Shapley and Banzhaf Values
ProvSQL computes Shapley values and Banzhaf values – game-theoretic measures from cooperative game theory that quantify the individual contribution of each input tuple to a query result.
Background
Given a Boolean query result whose truth depends on a set of input tuples,
the Shapley value of an input tuple t is the average marginal
contribution of t over all orderings of the input tuples.
The Banzhaf value is a simpler variant: the average marginal contribution over all subsets of the other inputs (not weighted by ordering).
Both measures are always computed under the probabilistic model
[Karmakar et al., 2024], giving expected
Shapley/Banzhaf values: each input token contributes according
to its probability (set with set_prob, see Probabilities).

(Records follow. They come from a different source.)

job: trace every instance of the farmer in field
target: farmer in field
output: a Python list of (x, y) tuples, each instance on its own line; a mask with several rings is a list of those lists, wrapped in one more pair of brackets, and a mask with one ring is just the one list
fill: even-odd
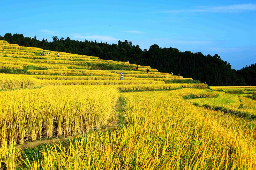
[(121, 73), (121, 77), (120, 78), (120, 80), (123, 80), (123, 77), (124, 76), (124, 74), (123, 74), (123, 73)]

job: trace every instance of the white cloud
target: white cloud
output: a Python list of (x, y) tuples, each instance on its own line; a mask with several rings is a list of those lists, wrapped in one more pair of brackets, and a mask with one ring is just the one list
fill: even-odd
[(88, 40), (94, 40), (99, 41), (116, 41), (118, 39), (109, 36), (101, 36), (97, 35), (93, 35), (83, 36), (77, 33), (71, 34), (70, 35), (72, 36), (73, 38), (80, 39), (87, 39)]
[(51, 30), (39, 30), (38, 31), (44, 33), (46, 34), (48, 34), (52, 36), (59, 35), (57, 34), (56, 32), (53, 31), (51, 31)]
[(256, 10), (256, 4), (243, 4), (228, 5), (209, 6), (203, 6), (195, 7), (192, 9), (171, 10), (161, 12), (181, 13), (183, 12), (215, 12), (234, 13)]
[(201, 40), (180, 40), (170, 39), (166, 38), (154, 38), (155, 41), (164, 42), (173, 45), (206, 45), (211, 44), (213, 42), (211, 41)]
[(121, 31), (122, 32), (132, 34), (143, 34), (144, 32), (139, 31)]

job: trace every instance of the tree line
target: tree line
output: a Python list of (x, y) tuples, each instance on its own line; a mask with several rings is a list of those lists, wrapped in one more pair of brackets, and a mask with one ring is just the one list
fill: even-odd
[(148, 50), (142, 50), (138, 45), (133, 45), (132, 41), (127, 40), (110, 44), (88, 40), (72, 40), (69, 37), (59, 39), (54, 36), (52, 39), (48, 41), (47, 39), (38, 40), (35, 36), (33, 38), (22, 34), (6, 33), (0, 36), (0, 39), (21, 46), (97, 56), (104, 60), (129, 60), (131, 63), (150, 66), (161, 72), (172, 72), (174, 75), (180, 73), (183, 77), (206, 81), (210, 86), (253, 86), (256, 82), (255, 65), (236, 71), (217, 54), (213, 56), (200, 52), (182, 52), (170, 47), (161, 48), (156, 44), (151, 46)]

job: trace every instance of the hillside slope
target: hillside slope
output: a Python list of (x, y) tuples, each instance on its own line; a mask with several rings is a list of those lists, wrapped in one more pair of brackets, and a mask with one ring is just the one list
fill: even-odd
[(71, 40), (67, 37), (59, 40), (53, 37), (53, 41), (42, 41), (22, 34), (6, 33), (0, 36), (0, 40), (21, 46), (34, 47), (70, 53), (97, 56), (104, 60), (126, 61), (131, 63), (150, 65), (161, 72), (174, 75), (180, 73), (184, 77), (206, 81), (210, 86), (245, 86), (243, 77), (237, 76), (228, 62), (222, 60), (217, 54), (212, 56), (204, 55), (200, 52), (182, 52), (177, 48), (161, 48), (156, 44), (151, 46), (148, 50), (142, 50), (131, 41), (118, 41), (117, 44), (106, 42)]
[[(43, 50), (0, 41), (0, 73), (19, 74), (1, 74), (0, 89), (104, 85), (127, 90), (204, 86), (192, 83), (194, 82), (192, 79), (160, 72), (148, 66), (138, 65), (137, 70), (137, 65), (127, 62), (48, 50), (44, 50), (46, 51), (44, 55), (40, 55)], [(123, 80), (120, 81), (122, 72)]]

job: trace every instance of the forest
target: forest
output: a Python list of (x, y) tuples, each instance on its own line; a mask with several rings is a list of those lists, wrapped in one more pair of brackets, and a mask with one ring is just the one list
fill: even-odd
[(0, 40), (21, 46), (37, 47), (53, 51), (97, 56), (104, 60), (126, 61), (132, 64), (149, 65), (159, 71), (179, 73), (184, 78), (206, 81), (209, 86), (256, 86), (256, 63), (239, 70), (232, 69), (231, 65), (222, 60), (216, 54), (213, 56), (200, 52), (181, 52), (170, 47), (162, 48), (156, 44), (148, 50), (142, 50), (138, 45), (127, 40), (119, 41), (117, 44), (86, 40), (78, 41), (57, 36), (48, 41), (25, 37), (22, 34), (6, 33)]

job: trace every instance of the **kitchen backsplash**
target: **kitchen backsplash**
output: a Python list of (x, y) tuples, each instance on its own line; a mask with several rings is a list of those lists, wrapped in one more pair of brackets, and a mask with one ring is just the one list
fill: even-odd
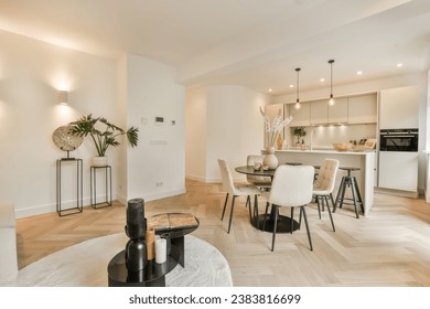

When no probabilities are set they default to 1, which recovers the
standard deterministic Shapley/Banzhaf values.
Computing Shapley Values
shapley takes the provenance token of the query result and the
token of the input tuple whose contribution to measure:
SELECT person,
shapley(provenance(), m.token) AS sv
FROM suspects, witness_mapping m;
To compute Shapley values for all input variables at once (more efficient
than calling shapley once per variable), use
shapley_all_vars:
SELECT person, value AS witness, sv
FROM suspects,
shapley_all_vars(provenance()) AS (variable uuid, sv double precision),
witness_mapping m
WHERE m.token = variable;
Computing Banzhaf Values
banzhaf and banzhaf_all_vars have the same calling
conventions as their Shapley counterparts:
SELECT person,
banzhaf(provenance(), m.token) AS bv
FROM suspects, witness_mapping m;
Computation Notes
Shapley-value computation is generally #P-hard. ProvSQL compiles the
provenance circuit to a d-DNNF and evaluates it efficiently. The optional
third argument selects the compilation method ('tree-decomposition',
'd4', 'c2d', etc.), with the same semantics as for
probability_evaluate.
Choosing Between Shapley and Banzhaf
Shapley values satisfy a set of axioms (efficiency, symmetry, dummy, additivity) that uniquely characterise them as a fair measure of individual contribution.
Banzhaf values are faster to compute and satisfy a slightly different set of axioms; they are appropriate when the efficiency guarantee is not required.